“We must always remember our place in the world,” she said, not unkindly. That hurt far more than cruelty would have.
***
The man with silver eyes continued to follow her home.
Not close enough to frighten her but not far enough to pretend otherwise.
She no longer found it unsettling—that large shadow keeping pace somewhere behind her every evening while the boy chattered sleepily beside her. But weeks passed and James was nothing if not persistent. He never asked to come in, seemingly content to bide his time.

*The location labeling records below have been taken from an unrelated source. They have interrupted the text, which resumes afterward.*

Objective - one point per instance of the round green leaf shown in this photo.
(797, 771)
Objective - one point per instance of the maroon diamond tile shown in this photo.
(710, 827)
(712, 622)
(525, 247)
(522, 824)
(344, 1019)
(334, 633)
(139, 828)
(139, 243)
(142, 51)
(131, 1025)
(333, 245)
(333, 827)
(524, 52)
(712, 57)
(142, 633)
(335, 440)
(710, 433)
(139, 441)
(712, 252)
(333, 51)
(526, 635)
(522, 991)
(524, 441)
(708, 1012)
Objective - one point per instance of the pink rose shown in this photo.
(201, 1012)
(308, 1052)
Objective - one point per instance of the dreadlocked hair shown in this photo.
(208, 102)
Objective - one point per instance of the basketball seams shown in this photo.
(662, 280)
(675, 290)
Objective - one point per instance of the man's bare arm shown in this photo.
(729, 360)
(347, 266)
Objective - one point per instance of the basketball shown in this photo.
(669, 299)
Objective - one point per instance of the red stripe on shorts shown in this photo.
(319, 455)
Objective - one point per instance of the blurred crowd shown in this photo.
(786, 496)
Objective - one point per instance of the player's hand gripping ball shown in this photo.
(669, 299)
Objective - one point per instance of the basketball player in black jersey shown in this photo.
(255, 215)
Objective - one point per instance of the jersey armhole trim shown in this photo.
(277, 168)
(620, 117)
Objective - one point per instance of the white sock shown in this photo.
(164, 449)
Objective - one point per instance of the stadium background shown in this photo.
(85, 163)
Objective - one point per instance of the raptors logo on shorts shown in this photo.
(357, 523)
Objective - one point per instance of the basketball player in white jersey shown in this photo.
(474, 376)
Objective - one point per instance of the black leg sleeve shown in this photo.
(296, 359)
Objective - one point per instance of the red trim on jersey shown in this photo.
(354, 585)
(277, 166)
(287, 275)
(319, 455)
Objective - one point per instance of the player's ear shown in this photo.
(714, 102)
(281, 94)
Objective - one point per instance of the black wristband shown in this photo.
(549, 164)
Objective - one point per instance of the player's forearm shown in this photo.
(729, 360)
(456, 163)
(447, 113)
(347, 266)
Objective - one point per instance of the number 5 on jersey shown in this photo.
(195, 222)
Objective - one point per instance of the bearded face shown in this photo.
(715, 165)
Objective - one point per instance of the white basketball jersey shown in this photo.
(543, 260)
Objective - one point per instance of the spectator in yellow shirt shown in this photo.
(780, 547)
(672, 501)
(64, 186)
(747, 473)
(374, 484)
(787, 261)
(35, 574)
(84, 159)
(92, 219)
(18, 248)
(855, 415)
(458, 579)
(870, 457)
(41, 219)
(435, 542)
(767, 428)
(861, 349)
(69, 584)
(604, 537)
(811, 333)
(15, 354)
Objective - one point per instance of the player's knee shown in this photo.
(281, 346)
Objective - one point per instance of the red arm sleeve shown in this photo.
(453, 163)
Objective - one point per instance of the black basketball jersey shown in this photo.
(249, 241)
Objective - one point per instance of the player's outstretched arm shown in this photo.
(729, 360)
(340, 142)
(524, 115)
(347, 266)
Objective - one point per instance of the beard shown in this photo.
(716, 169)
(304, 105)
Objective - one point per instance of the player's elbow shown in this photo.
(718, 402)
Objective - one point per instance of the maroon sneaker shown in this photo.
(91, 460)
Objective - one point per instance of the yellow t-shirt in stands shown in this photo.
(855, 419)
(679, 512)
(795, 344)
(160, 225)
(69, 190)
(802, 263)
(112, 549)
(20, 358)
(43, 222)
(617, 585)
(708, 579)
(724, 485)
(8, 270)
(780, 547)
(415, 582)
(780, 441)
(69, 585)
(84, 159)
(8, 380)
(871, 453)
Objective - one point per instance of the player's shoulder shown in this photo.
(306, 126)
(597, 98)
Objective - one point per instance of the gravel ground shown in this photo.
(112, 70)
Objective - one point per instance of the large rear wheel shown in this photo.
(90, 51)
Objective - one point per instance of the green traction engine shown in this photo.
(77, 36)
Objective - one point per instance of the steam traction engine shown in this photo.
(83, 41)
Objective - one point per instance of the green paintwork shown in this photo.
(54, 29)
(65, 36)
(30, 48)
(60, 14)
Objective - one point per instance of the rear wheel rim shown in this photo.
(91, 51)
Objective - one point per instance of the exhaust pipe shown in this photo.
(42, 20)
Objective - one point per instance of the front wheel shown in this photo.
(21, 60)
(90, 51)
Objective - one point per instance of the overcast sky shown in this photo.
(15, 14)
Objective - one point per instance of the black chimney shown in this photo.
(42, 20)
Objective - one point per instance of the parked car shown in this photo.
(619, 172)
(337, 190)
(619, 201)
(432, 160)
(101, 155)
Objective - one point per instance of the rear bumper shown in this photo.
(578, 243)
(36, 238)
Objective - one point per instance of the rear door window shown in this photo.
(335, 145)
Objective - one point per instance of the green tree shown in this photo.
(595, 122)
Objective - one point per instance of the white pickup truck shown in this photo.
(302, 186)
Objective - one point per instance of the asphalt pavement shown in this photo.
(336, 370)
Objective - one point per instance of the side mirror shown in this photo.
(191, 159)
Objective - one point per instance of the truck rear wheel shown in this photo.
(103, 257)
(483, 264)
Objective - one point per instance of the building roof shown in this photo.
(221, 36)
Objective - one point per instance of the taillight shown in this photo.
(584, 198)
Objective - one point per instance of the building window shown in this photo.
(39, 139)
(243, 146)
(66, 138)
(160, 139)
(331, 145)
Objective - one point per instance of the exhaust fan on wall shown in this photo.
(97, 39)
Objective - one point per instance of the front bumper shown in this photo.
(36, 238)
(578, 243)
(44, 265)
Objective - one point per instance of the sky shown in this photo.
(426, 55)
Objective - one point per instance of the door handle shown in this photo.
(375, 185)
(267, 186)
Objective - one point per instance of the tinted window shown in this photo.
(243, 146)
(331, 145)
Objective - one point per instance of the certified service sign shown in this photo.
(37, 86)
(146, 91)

If she slowed near the crossing, he slowed.
If rain began suddenly, somehow, he appeared closer.
Once, when two drunken lads staggered out of an alley laughing too loudly at her expense, they spotted James standing half in shadow behind them and abruptly remembered urgent business elsewhere.
She did not know how to tell him to stop, though she knew she should.
The truth was one she allowed herself to accept in the darkness of the night with a hopeless pang. Though she knew she was nothing but a passing fancy, an exotic taste he would use and discard once she had given in, she was no longer sure she wanted him to stop. Even though she knew how it would end.
***
The only time she saw anything beyond the lazy scrutiny which gave her goosebumps was the evening her hair came undone halfway through her shift.
One moment it had been pinned tightly; the next her hair tie had snapped and the heavy dark mass slipped free.
It fell past her hips in a thick glossy skein of hair that made several conversations in the pub abruptly falter. Asha was not surprised as she and Mavis were the only women in the pub. It felt like everything they did was scrutinized.
Asha had muttered under her breath and tried to gather it quickly, fingers clumsy with exhaustion as she twisted it into a makeshift knot.
And all the while she had felt his eyes burning a hole into her.
By the time she finally secured it into a lopsided bun with trembling hands, her pulse was beating like a drum for reasons she did not entirely understand.
That night on the bus, the boy fell asleep against her shoulder almost immediately. The bus rattled through the dark streets of Wakefield, windows fogged from damp coats and winter breath. Somewhere near the front, the conductor muttered over coins while an elderly woman eyed Asha with open suspicion.
James sat behind her in silence.
Then suddenly, a rough, callused finger brushed lightly against the nape of her neck.
Asha almost jumped out of her seat.
James’s fingers lingered briefly where loose strands curled against her skin.
“You need to wear your hair in a braid or a bun,” he murmured, leaving her wondering why he was talking about hairstyles. Maybe this was a strange courtship ritual here.
His voice was low enough that only she could hear it over the growl of the engine. He seemed to have given the matter a lot of thought.
“No,” he corrected softly. “In a braid. Your bun can come undone.”
Asha turned toward him slowly, wide-eyed.
The dim yellow lights of the bus carved deep shadows across his face. His steely gaze remained fixed on her hair, on the strands still escaping around her cheeks.
And then he added in a whisper—
“You’ll wear it down only for me.”
Heat flooded her so violently she thought for one horrifying second the entire bus would notice. The conductor certainly seemed to notice something was amiss. He glanced over with the weary expression of a man already judging impropriety.